Minnesota is celebrating
Suni Lee’s gold-medal Olympic victory,
along with the rest of the nation.
I hope her victory leads many to learn more about the Hmong people,
and today I’ve got a few books to start you off.
The Most Beautiful Thing, written by Kao Kalia Yang, illustrated by Khoa Le
published in 2020 by Carolrhoda Books
Minnesota-author Kao Kalia Yang’s exquisite portrait of her Hmong grandmother envelops us in tenderness, warmth, honor, and abiding affection.
Yang’s vivid childhood memories glow like burnished brass as she tells of her Hmong upbringing, of caring for her grandmother, and of the ways this dear, elderly woman in turn enriched her life. Grandma’s stories of a tremendously difficult childhood in Southeast Asia etch empathy into little Kao’s heart, and her aged smile provides Kao with a lasting definition of beauty.
I am so deeply grateful for this gorgeous story from a member of Minnesota’s Hmong community. The rich, dignified, evocative artwork from Vietnamese artist Khoa Le infuses the pages with elements of Hmong culture, Asian homelands, and deep love. A gem for ages 5 through adult.
For adults interested in reading more, you might try Yang’s award-winning book, The Latehomecomer: A Hmong Family Memoir, which was published by Coffee House Press in 2008.
Her second children’s book, Yang Warriors, which is based on her own experiences in a refugee camp as a child, is also available.

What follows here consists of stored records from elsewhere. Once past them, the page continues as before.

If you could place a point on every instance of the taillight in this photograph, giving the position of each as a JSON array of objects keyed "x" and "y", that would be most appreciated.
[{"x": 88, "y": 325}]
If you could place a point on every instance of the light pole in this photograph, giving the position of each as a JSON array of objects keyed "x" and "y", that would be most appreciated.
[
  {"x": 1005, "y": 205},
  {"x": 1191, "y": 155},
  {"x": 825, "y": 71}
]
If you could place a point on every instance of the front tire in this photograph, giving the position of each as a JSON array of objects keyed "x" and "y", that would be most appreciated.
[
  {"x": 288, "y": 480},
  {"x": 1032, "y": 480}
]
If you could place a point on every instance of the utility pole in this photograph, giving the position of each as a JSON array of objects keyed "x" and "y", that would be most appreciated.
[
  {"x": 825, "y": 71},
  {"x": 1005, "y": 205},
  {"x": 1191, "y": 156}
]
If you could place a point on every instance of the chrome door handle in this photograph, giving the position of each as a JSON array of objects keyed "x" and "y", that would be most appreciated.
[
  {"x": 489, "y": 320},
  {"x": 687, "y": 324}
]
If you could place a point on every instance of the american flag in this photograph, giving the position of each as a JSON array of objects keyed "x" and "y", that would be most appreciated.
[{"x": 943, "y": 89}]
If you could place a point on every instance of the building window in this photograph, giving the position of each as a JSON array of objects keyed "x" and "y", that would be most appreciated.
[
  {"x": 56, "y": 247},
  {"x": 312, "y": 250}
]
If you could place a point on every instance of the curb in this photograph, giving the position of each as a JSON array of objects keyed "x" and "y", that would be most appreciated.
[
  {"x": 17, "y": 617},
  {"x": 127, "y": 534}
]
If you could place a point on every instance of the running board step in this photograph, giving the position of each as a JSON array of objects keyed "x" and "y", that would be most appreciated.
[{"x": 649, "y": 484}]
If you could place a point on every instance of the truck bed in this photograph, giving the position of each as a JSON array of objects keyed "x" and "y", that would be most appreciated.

I haven’t had a chance to read it yet. Published in 2021 by University of Minnesota Press.
Mali Under the Night Sky: A Lao Story of Home, written and illustrated by Youme
published in 2010 by Cinco Puntos Press
Malichansouk is a young Laotian-American woman who was forced to flee with her family to Thailand when she was 5 years old. Although this account is not specifically about the Hmong people, it shares a parallel story of love for a Laotian homeland and the difficult flight for refuge in Thailand.
Mali’s beautiful homeland was embroiled in war that had crossed the border of Vietnam into Laos. A dangerous, arduous walk, a nighttime crossing of the Mekong River, and even a jail cell when her family was arrested upon arrival in a safe, but foreign land – all of this is part of Mali’s experience.
The lovely, sweetness of her once-peaceful Laotian home is also embedded in her memory.
Here is her story, told briefly and appropriately for young children ages 4 and older. The colorful, bold illustrations wonderfully capture Mali’s Lao homeland and culture, including page borders that showcase Laotian textiles and designs. A sprinkling of Laotian words and script are also included. It’s a great first window into the refugee experience and the Lao culture.
Dia’s Story Cloth: The Hmong People’s Journey of Freedom,
written by Dia Cha, stitched by Chue and Nhia Thao Cha
published in 1996 by Lee & Low Books in cooperation with the Denver Museum of Natural History
Those of us in the Twin Cities remember well the arrival of thousands of Hmong refugees from Southeast Asia to our bitterly cold state back in the late ’70s and early ’80s. Most of us knew almost nothing about them let alone the heroic roles many had played on behalf of our own nation. Now we have several Hmong state senators, hundreds who have earned doctorate degrees, and a gold-medal Olympic gymnast — yet many still do not really understand all that this people experienced.
This story of one 15-year old’s terrifying journey out of Laos to Thailand and eventually to the United States, dramatically informs us about their sweet life in Laos destroyed by war, the terrors and losses endured, the harrowing journey made, while simultaneously highlighting the incredible artwork of Hmong embroiderers.
The book is illustrated with photographs of an immense, detailed story cloth stitched by the author’s aunt and uncle in a Thai refugee camp. Share this painful story with ages 9 and up. The lengthy, fascinating afterword tells more Hmong history and craftsmanship.
We’re so happy for Suni,
and grateful for the presence of the Hmong community among us.